The music kicked off Friday evening with Half Moon Run, a Canadian rock band whose debut album, Dark Eyes, came out earlier in 2013. They brought a folky sound of their own, and their hit “Call Me in the Afternoon.” They were followed by deep-voiced singer-songwriter Willy Mason,whose most recent album is 2012’s Carry On. Then came Phosphorescent, aka Matthew Houck, whose atmospheric vibe began garnering acclaim with his 2007 release Pride, carrying it through Muchacho, which came out in March of this year.

Friday night’s headliner hit the stage around 9:30. Edward Sharpe and the Magnetic Zeros managed an intimate performance despite the size of the venue, with singer Alex Ebert jumping down into the crowd to share the experience with fans and hear their stories.
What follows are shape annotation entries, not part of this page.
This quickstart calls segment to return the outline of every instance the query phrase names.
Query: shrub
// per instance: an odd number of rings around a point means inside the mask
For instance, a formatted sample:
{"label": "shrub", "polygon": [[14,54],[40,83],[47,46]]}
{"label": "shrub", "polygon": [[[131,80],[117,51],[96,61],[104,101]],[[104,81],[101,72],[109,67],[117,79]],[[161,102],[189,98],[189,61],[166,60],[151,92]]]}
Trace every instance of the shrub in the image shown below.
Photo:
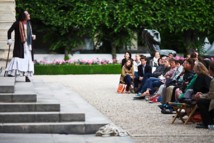
{"label": "shrub", "polygon": [[120,74],[120,64],[107,65],[41,65],[35,64],[35,75],[65,75],[65,74]]}

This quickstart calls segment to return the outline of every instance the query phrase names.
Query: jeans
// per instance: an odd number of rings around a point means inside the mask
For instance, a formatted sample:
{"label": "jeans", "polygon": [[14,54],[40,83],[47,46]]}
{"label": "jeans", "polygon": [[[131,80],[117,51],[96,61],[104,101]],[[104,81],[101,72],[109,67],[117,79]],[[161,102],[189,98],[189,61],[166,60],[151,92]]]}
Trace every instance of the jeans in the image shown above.
{"label": "jeans", "polygon": [[212,125],[213,124],[213,111],[209,112],[209,105],[210,100],[209,99],[200,99],[197,102],[199,112],[202,117],[203,124],[205,126]]}

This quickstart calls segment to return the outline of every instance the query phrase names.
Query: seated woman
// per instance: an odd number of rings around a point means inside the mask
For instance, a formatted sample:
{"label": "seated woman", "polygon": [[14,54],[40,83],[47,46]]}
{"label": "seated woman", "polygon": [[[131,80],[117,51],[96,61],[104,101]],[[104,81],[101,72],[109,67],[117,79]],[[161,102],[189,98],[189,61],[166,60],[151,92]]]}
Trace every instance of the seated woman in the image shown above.
{"label": "seated woman", "polygon": [[132,82],[134,79],[134,68],[132,66],[132,60],[128,59],[124,66],[122,67],[120,83],[125,83],[126,92],[130,93],[130,90],[133,89]]}
{"label": "seated woman", "polygon": [[166,87],[166,91],[162,94],[162,104],[168,103],[170,101],[175,101],[175,90],[179,89],[184,92],[187,84],[191,81],[194,76],[194,60],[186,59],[183,62],[184,71],[177,77],[176,83]]}
{"label": "seated woman", "polygon": [[165,99],[164,97],[166,95],[166,89],[167,89],[167,87],[170,86],[170,85],[176,84],[178,76],[183,72],[183,65],[182,65],[183,61],[176,60],[175,63],[176,63],[176,67],[177,67],[176,71],[173,73],[173,75],[171,76],[171,78],[169,78],[165,82],[165,84],[162,84],[159,87],[157,93],[154,96],[152,96],[152,97],[149,98],[149,101],[151,103],[152,102],[157,102],[157,99],[158,99],[159,96],[161,96],[162,100],[164,100]]}
{"label": "seated woman", "polygon": [[160,87],[162,84],[165,83],[166,79],[171,78],[177,69],[175,61],[176,61],[175,59],[169,60],[170,70],[166,72],[164,76],[161,76],[159,78],[155,78],[155,77],[148,78],[145,84],[143,85],[142,90],[137,94],[137,97],[135,97],[134,99],[143,99],[145,96],[149,96],[150,94],[153,94],[155,92],[155,87]]}
{"label": "seated woman", "polygon": [[154,72],[159,65],[158,59],[160,59],[160,53],[156,51],[155,56],[149,62],[150,66],[152,67],[152,72]]}
{"label": "seated woman", "polygon": [[[209,72],[212,77],[214,77],[214,62],[210,61]],[[198,124],[196,128],[208,128],[214,129],[214,78],[211,81],[209,92],[203,94],[202,92],[197,92],[195,94],[195,99],[197,100],[197,105],[199,112],[202,117],[203,124]]]}
{"label": "seated woman", "polygon": [[196,75],[187,85],[185,93],[179,95],[178,100],[180,102],[182,102],[182,100],[186,98],[189,98],[191,100],[192,95],[196,94],[197,92],[201,93],[209,92],[211,77],[209,75],[208,69],[201,62],[196,62],[193,70],[196,73]]}
{"label": "seated woman", "polygon": [[121,68],[124,66],[124,64],[129,59],[132,61],[132,64],[133,64],[132,54],[129,51],[126,51],[125,54],[124,54],[124,58],[121,61]]}
{"label": "seated woman", "polygon": [[139,74],[138,74],[138,66],[141,65],[141,61],[140,61],[140,55],[136,54],[135,55],[135,60],[133,61],[133,67],[134,67],[134,88],[137,91],[138,90],[138,81],[137,79],[139,78]]}

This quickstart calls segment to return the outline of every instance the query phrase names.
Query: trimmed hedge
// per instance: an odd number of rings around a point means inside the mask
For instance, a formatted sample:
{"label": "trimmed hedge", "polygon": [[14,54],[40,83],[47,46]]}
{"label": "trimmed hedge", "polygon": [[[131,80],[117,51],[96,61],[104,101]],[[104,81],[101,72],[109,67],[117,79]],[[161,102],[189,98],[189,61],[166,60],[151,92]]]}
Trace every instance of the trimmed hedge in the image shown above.
{"label": "trimmed hedge", "polygon": [[120,74],[120,64],[108,65],[35,65],[35,75]]}

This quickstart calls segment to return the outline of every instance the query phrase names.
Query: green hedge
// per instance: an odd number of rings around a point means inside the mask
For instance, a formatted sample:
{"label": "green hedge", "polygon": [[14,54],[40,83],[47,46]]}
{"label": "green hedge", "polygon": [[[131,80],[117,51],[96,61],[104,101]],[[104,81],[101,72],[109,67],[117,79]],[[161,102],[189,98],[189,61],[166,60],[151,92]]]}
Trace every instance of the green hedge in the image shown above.
{"label": "green hedge", "polygon": [[35,65],[35,75],[120,74],[120,64],[108,65]]}

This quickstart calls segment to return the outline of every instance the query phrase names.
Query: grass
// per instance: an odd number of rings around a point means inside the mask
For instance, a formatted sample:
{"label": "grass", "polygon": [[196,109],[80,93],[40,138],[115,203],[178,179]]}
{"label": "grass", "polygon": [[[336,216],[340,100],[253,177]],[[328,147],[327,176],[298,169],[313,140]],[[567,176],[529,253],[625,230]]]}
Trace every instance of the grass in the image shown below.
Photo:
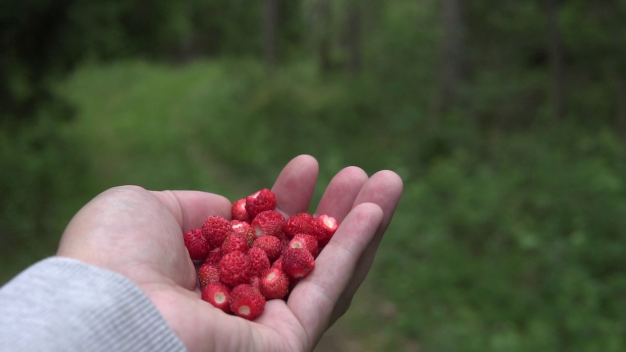
{"label": "grass", "polygon": [[245,60],[83,67],[58,87],[77,116],[57,132],[88,167],[57,181],[80,174],[88,187],[54,220],[121,184],[235,200],[300,153],[320,161],[314,204],[343,167],[389,168],[405,181],[401,204],[320,351],[626,348],[626,153],[615,133],[485,133],[463,116],[429,130],[371,81],[321,80],[313,67],[273,78]]}

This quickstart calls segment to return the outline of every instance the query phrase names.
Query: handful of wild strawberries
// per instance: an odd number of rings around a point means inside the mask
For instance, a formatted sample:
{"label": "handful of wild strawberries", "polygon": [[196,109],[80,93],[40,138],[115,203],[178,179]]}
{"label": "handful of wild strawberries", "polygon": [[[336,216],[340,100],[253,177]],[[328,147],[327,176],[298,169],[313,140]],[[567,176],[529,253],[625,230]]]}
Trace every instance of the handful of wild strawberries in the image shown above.
{"label": "handful of wild strawberries", "polygon": [[268,299],[284,299],[315,268],[315,259],[339,227],[327,215],[288,219],[264,189],[232,204],[232,220],[211,215],[184,234],[191,259],[202,264],[202,299],[252,320]]}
The twelve-member collective were joined by Marcus Mumford for “All Wash Out,” from their second album Here, and they finished up with the emotional “Home,” from their debut, Up from Below. Their self-titled latest album was just released in July.

Saturday was a full day of music, with the stadium opening to the public at noon and the first band, the up-and-coming Bear’s Den, taking the stage at 1:45. The second band, Those Darlins, brought a Nashville-tinged rock sound with them, playing songs from their two albums, Screws Get Loose and Blur the Line. One act that I particularly enjoyed was Justin Townes Earle (son of outlaw country singer Steve Earle, and named for singer-songwriter Townes Van Zandt), who played a mellow brand of bluesy country-rock. His most recent album, Nothing’s Gonna Change the Way You Feel About Me Now, was released in March of 2012; he mentioned during his set that he’s working on a new one.

Afterwards, the Vaccines performed the most straightforward rock music heard during the weekend, which can be found on their albums  What Did You Expect from the Vaccines?  and Come of Age, and whose song “Wreckin’ Bar (Ra Ra Ra)” is included on the soundtrack for the hit HBO series Girls. They were followed by Americana favourites Old Crow Medicine Show, who performed their hit “Wagon Wheel” (from their full-length debut O.C.M.S.) to the extreme delight of the crowd, which sang along at the top of their lungs.

And then it was time for the headliners. Mumford & Sons themselves took to the stage around 8:30 and played for nearly two hours. They played fourteen songs from the albums Sigh No More and Babel (the 2013 Grammy Winner for Album of the Year) in their main set, with the rain coming down during “Thistle and Weeds” being a nice touch. After leaving the stage briefly, they then came back out for a five-song encore which included covers of Bruce Springsteen’s “I’m on Fire” and the Beatles’ “Come Together.”

All in all, it was two incredible days filled with phenomenal music—some from bands I knew, and some from bands I’m eager to hear more from. If your patrons like Mumford & Sons (and trust me, they do), be sure to treat them to CDs from this wide range of artists invited to perform with them at these rare, amazing stopover events.